5 Responses to “On the Matter of Brian Krebs.”

  • PeterL says:

    “a financial system where someone can drain your account by learning a constant string, printed in plain text on a piece of plastic in your pocket”

    Compounded by the fact that every time the credit card is used online that constant string is passed over the internet to another person who then must be trusted to keep it safe and secure. It is surprising that there is not more credit card fraud than there is currently.

    Would the whole stolen credit card problem go away if they switched to something like RSA signed transactions?

    • Stanislav says:

      Dear PeterL,

      The recently mandated “chip card” that still spits out the same string on every use removed all doubt as to the actual reason for CC fraud still being a going concern.

      There is no logical reason to expect actual solutions from people who profit from a festering problem.


    • Chief Fetters says:

      The follow-on effects go deeper. See the whole “combatting fraud” dog-and-pony show introduced all sorts of measures that inspect anything and everything it can get its grubby hands on, increasingly powered by ever more “sophisticated” software trying to predict what you’re doing next. If you don’t match those expectations, then obviously you’re a fraud and a crook. Conversely, if charges to your card don’t raise red flags then your complaints that you didn’t order any of those to be made are likewise fraudulent. See how that works? Heads, you lose; tails, the card company wins.

      Now, I have no proof whatsoever that this is premeditated or deliberate, but it certainly is the obvious outcome of the way the “security” is structured.
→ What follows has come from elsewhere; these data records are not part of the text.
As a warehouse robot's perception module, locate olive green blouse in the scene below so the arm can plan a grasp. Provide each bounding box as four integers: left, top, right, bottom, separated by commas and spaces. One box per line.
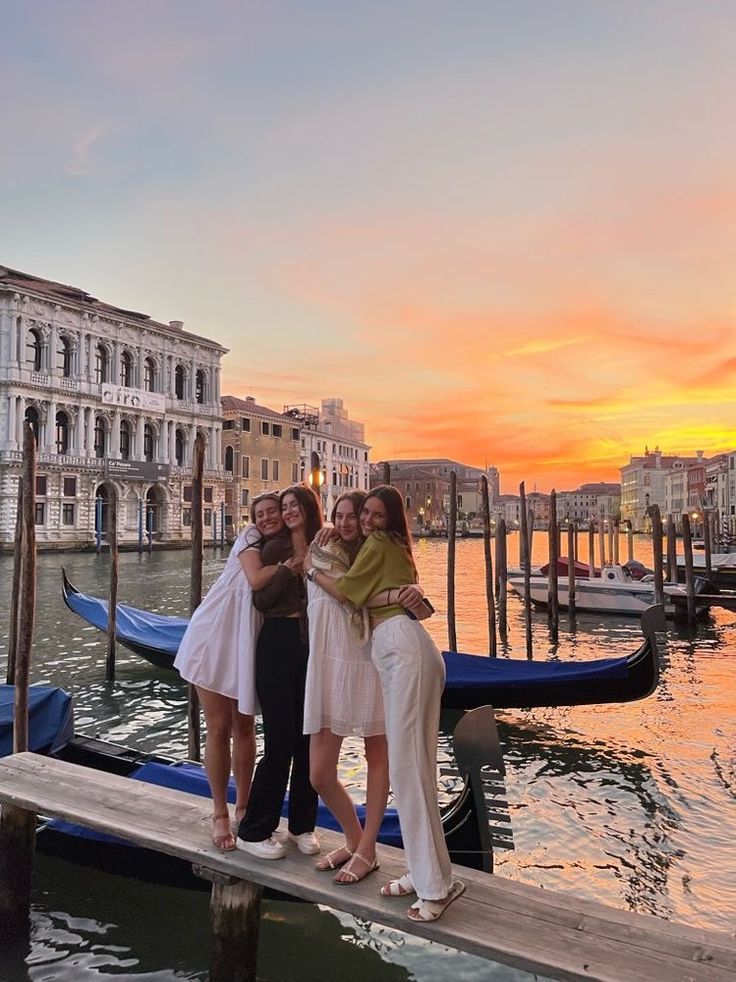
335, 532, 416, 626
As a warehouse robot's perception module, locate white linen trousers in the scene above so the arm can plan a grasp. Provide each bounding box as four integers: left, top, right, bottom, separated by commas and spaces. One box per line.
371, 614, 452, 900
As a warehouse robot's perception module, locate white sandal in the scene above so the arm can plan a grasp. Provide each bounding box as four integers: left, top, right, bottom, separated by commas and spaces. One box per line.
406, 880, 465, 923
380, 873, 416, 897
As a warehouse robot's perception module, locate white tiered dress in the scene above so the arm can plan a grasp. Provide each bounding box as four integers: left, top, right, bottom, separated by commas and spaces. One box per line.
174, 525, 263, 716
304, 544, 386, 737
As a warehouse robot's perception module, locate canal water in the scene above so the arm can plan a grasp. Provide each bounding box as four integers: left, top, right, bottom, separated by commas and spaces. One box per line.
0, 534, 736, 982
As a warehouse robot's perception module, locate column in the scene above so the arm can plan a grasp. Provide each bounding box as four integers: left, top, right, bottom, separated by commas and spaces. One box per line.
74, 406, 84, 456
44, 399, 56, 453
110, 409, 120, 460
7, 393, 18, 450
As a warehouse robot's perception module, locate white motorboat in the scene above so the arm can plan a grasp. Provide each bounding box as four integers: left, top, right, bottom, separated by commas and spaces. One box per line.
508, 565, 705, 617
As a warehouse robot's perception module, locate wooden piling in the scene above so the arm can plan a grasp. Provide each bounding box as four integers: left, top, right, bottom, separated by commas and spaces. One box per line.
547, 488, 560, 642
480, 474, 497, 658
0, 423, 36, 949
105, 484, 120, 682
5, 488, 23, 685
187, 433, 205, 760
703, 511, 713, 579
519, 481, 532, 658
588, 518, 595, 580
667, 513, 677, 583
209, 880, 263, 982
496, 518, 508, 643
649, 505, 664, 604
598, 515, 606, 572
447, 471, 457, 651
13, 423, 36, 753
567, 521, 577, 618
682, 512, 695, 627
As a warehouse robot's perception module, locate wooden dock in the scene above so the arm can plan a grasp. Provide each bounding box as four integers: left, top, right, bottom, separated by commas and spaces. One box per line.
0, 753, 736, 982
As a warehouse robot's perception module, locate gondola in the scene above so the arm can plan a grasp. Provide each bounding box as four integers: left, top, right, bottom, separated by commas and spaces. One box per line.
0, 685, 504, 888
62, 569, 665, 709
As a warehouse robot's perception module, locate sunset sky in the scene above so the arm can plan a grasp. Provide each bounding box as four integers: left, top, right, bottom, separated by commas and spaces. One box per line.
0, 0, 736, 491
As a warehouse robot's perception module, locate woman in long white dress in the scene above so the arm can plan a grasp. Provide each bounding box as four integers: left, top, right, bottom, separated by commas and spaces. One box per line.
174, 494, 283, 851
304, 491, 389, 885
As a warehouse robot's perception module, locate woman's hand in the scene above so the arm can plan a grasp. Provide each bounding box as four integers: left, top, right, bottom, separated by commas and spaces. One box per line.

Electronic fiat handling is curiously uniformly set up and invariably means that if you’re not the bank, you lose. Control, money, reputation, freedom, and so on.

      It is but a little speculation to posit this is why governments got into the AML/KYC rigmarole: They saw the combatting fraud pretext being done and wanted in on that game, for information is power and having the mechanisms in place to cut individuals out of the system with convenient excuses is just prudence, if you think that way. And on the other side, it neatly explains why banks didn’t utter a peep in defence of their formerly presumed to be innocent until proven otherwise clientele. They were doing the pre-crime policing already anyway.

      I don’t know what really curbs the fraud, but it may well be that the whole thing is too onerous to touch, rather than effectiveness of individual measures. Why legitimate users still wade in that filth, I don’t know either.

      • Stanislav says:

        Dear Chief Fetters,

        The basic scam is more or less precisely as you describe (see this discussion re: “biometrics”, for instance.)

        The large merchants (e.g., Amazon, Walmart) are not satisfied with the status quo, and are hard at work to shift the burden back to the consumer – British-style.

        “Legitimate users wade in the filth” because they – at least in the “civilized” world – have approximately zero say in the matter.


  • 1 says:

    The links back to the text in the footnotes (the “↩” symbols) don’t work.